Here are some more responses to Amy from women in the chat room:
Paige: I’ve heard this argument before. The problem is, if the things that Paul wrote were “only” for “those people,” why even bother reading his letters? Either the Bible is inerrant and unchanging, applying for all time, or it’s not. It cannot be both.
Meredith: Yes. My question to this woman would be, “Then why not apply that reasoning to every instruction given by Paul?” Or even beyond that, why not use that reasoning for any command in the Bible? Maybe God only commanded against idolatry, murder, and coveting for that specific time. You could use that argument to justify ignoring pretty much any passage of Scripture. It all goes back to Satan’s original temptation, “Did God really say…?”
Ronda: Exactly! I was thinking along these same lines yesterday, especially after Lori made a post that many try to change the meaning of verses that pertain to women but not verses that deal with men. They are constantly digging into the “original” Greek words in the verses they do not like to find something to change the meaning to suit what they and our current culture want to hear. If we cannot trust that the translators wrote what they knew God was saying about women, how can we trust that any of the Bible was translated correctly?

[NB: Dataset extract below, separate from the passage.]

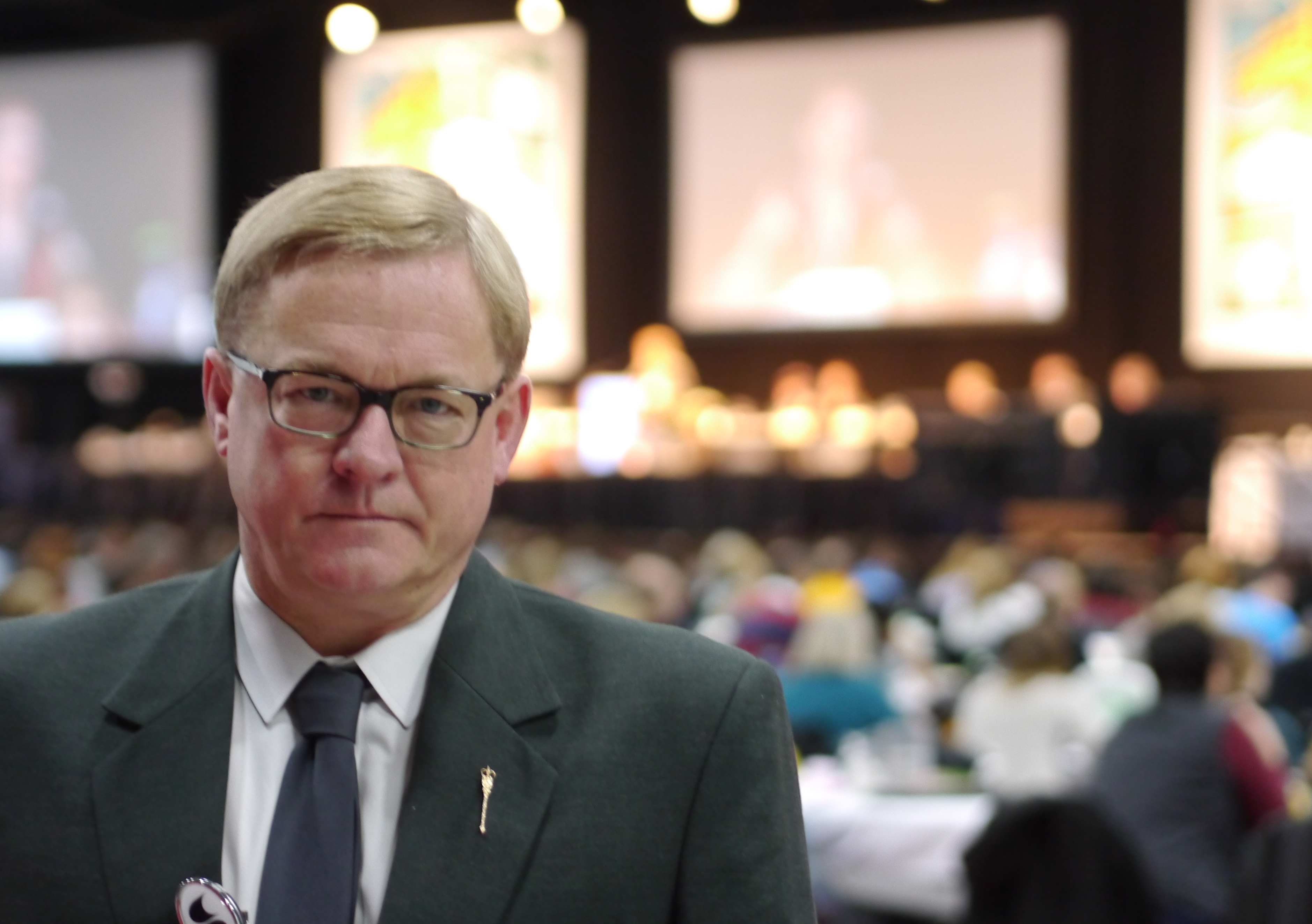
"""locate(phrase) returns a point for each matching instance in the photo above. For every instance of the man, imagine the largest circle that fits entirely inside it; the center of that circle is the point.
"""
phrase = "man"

Lydia: What these women don’t understand is that being able to be in church learning quietly (like the men were doing themselves at the time) was a huge thing. Up to that point, women did not learn in the temple at all; the men did! It’s not a bad thing at all but a blessing and when we see how quickly women turn contentious over little things, being quiet is also a wise thing sometimes.
For the word of God is quick, and powerful, and sharper than any twoedged sword, piercing even to the dividing asunder of soul and spirit, and of the joints and marrow, and is a discerner of the thoughts and intents of the heart.